Search code examples
mysqlreplicationfailover

MySQL replication: failover scenario


I have the following MySQL instances, along with a replication setup:

S1 -----> (M1 <--> M2), where:

M1 - M2 is a multi-master replication setup,

S1 - a slave which replicates the writes which are done at Master M1.

Now, I'm trying to enhance the setup with a channel failover mechanism, where S1 would start replicating from M2, should M1 go down. Currently, the only way of doing this that I see is:

(M1 failure detection mechanism on S1 machine), then:

-> S1 gets the latest timestamp of M1's queries from the local relay log file.

-> M2 searches (bash script using mysqlbinlog utility) for the local binlog file + binlog index which corresponds to S1's latest timestamp

-> S1 can finally do a "STOP SLAVE", "CHANGE MASTER TO master_host=M2... master_log_file=... master_log_pos=...", etc. command to continue replication, but from M2 this time

Is there a better (and less error prone) way of doing this?

Thank you

EDIT: Nowadays, this is much easier to achieve thanks to the unique Xid binlog query tags commonly used by the publicly accessible MySQL clustering solutions.


Solution

  • There is a more simplistic way to retrieve the binlog and position needed.

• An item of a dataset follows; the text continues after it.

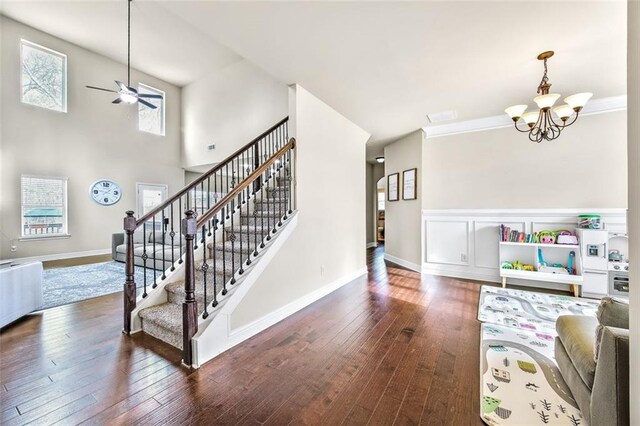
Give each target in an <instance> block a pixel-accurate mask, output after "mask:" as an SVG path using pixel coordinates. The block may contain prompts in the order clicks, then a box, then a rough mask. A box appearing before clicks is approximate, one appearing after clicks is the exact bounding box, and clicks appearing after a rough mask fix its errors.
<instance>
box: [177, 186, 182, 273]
mask: <svg viewBox="0 0 640 426" xmlns="http://www.w3.org/2000/svg"><path fill="white" fill-rule="evenodd" d="M178 211H179V212H181V211H182V196H180V197H178ZM178 228H179V229H178V231H179V232H180V235H179V236H178V242H179V243H180V260H178V264H180V265H182V262H183V260H182V225H180V226H179V227H178Z"/></svg>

    Would it make more sense to just use the current binlog and position as M2 knows it ? You need to check the Slave status on M2.

    Example

    mysql> show slave status\G
    *************************** 1. row ***************************
                   Slave_IO_State: Waiting for master to send event
                      Master_Host: 10.64.51.130
                      Master_User: replicant
                      Master_Port: 3306
                    Connect_Retry: 60
                  Master_Log_File: mysql-bin.000463
              Read_Master_Log_Pos: 453865699
                   Relay_Log_File: relay-bin.001226
                    Relay_Log_Pos: 453865845
            Relay_Master_Log_File: mysql-bin.000463
                 Slave_IO_Running: Yes
                Slave_SQL_Running: Yes
                  Replicate_Do_DB:
              Replicate_Ignore_DB: search_cache
               Replicate_Do_Table:
           Replicate_Ignore_Table:
          Replicate_Wild_Do_Table:
      Replicate_Wild_Ignore_Table:
                       Last_Errno: 0
                       Last_Error:
                     Skip_Counter: 0
              Exec_Master_Log_Pos: 453865699
                  Relay_Log_Space: 453866038
                  Until_Condition: None
                   Until_Log_File:
                    Until_Log_Pos: 0
               Master_SSL_Allowed: No
               Master_SSL_CA_File:
               Master_SSL_CA_Path:
                  Master_SSL_Cert:
                Master_SSL_Cipher:
                   Master_SSL_Key:
            Seconds_Behind_Master: 0
    Master_SSL_Verify_Server_Cert: No
                    Last_IO_Errno: 0
                    Last_IO_Error:
                   Last_SQL_Errno: 0
                   Last_SQL_Error:
      Replicate_Ignore_Server_Ids:
                 Master_Server_Id: 106451130
    1 row in set (0.00 sec)
    
    mysql>
    

    For this display, there are five crucial components:

    • Master_Log_File (Line 6) : Log File on the Master whose position was last read
    • Read_Master_Log_Pos (Line 7) : Last position read on the Slave from the Master
    • Relay_Master_Log_File (Line 10) : Log File on the Master whose position was last executed
    • Exec_Master_Log_Pos (Line 22) : Last position executed on the Slave from the Master
    • Relay_Log_Space (Line 23) : Sum of bytes from all relay logs

    Relay_Log_Space

    Please note Relay_Log_Space. Once this number stops incrementing, every SQL statement imported from the Master has been read. Unfortunately, it is possible that the last relay log may be corrupt or simply incomplete because of a sudden failover.

    Replication Coordinates

    Please also note that the Replication Coordinates (Relay_Master_Log_File, Exec_Master_Log_Pos). This is the position you are hunting for. However, like Relay_Log_Space it may still be incrementing. In fact, those Replication Coordinates should be equal to the other Replication Coordinates (Master_Log_File,Read_Master_Log_Pos ). That's when you know everything is caught up. If the pair of Replication Coordinates never meet, then you should rely on Relay_Log_Space a little more in terms of when it stops incrementing.

    What about Seconds_Behind_Master ?

    The reason you cannot use Seconds_Behind_Master is simple. Once a Master goes down hard, all it takes just one Replication thread (Slave_IO_Running or Slave_SQL_Running) to become No and Seconds_Behind_Master turns NULL.